Workloads drop 80% as major hotels postpone work on existing rooms to keep them open for guests
Major hotel groups are understood to have delayed millions of pounds worth of programmes as the downturn continues. The groups, thought to include the InterContinental and Hilton, are understood to have acted in order to keep as many rooms open and available for letting as possible.
One source close to InterContinental said: “It has stopped a chunk of its planned refurbishment work. Some programmes have been stopped part way through and whole floors that were due for refurbishment have been stalled. In some cases, furniture has been ordered, but is being held in a warehouse until the programmes start up again.”
The supply chains for these contracts, which are worth about £5m upwards, have been told that work is not likely to pick up until 2010 at the earliest.
Some say their workload has fallen by as much as 80%. One senior industry source said: “There are plenty of architects who were specialising in this sector that are now working two-day weeks until things pick up.”
In some cases, new furniture has been ordered, but is being held in a warehouse
Source close to Intercontinental
Refurbishment work was expected to buoy the hotels sector after new-build work began to dry up at the end of last year.
Steve Lacey, head of Davis Langdon’s hotel specialist group, said the dearth of work meant the company had taken 40% fee cuts.
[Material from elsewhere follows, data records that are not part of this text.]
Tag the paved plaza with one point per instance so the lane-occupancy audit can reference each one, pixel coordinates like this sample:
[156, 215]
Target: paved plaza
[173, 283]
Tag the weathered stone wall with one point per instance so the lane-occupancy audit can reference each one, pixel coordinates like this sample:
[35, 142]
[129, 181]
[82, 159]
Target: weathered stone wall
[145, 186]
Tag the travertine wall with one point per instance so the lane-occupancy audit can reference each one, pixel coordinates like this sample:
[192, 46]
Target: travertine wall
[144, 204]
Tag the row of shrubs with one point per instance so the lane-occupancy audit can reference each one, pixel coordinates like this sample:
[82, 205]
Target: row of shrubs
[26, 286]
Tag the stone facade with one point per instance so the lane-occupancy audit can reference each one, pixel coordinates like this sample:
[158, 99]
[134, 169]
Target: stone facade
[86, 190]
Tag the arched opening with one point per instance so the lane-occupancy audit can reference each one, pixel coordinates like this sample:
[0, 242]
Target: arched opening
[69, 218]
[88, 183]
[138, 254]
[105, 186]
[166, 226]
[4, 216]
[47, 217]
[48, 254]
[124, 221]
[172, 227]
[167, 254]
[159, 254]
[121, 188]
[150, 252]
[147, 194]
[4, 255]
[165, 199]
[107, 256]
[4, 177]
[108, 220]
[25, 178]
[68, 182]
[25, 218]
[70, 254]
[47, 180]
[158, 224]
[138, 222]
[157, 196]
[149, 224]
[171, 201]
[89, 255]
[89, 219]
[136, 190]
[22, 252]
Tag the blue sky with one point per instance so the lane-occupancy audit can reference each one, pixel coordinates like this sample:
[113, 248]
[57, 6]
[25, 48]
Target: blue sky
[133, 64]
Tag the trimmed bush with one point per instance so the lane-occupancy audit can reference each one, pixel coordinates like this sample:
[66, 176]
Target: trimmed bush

He said: “For contractors, there is huge competition to win work. Most are having to work on a profit margin close to zero, rather than the 10% they made 18 months ago.”
Robert Shepherd, vice president of hotel services at InterContinental Hotels Group, said: “Despite the challenge of the economic climate, our owners are continuing to invest in our hotels as we continue to grow.”
Hilton said it had renovated the meeting rooms at its Park Lane hotel.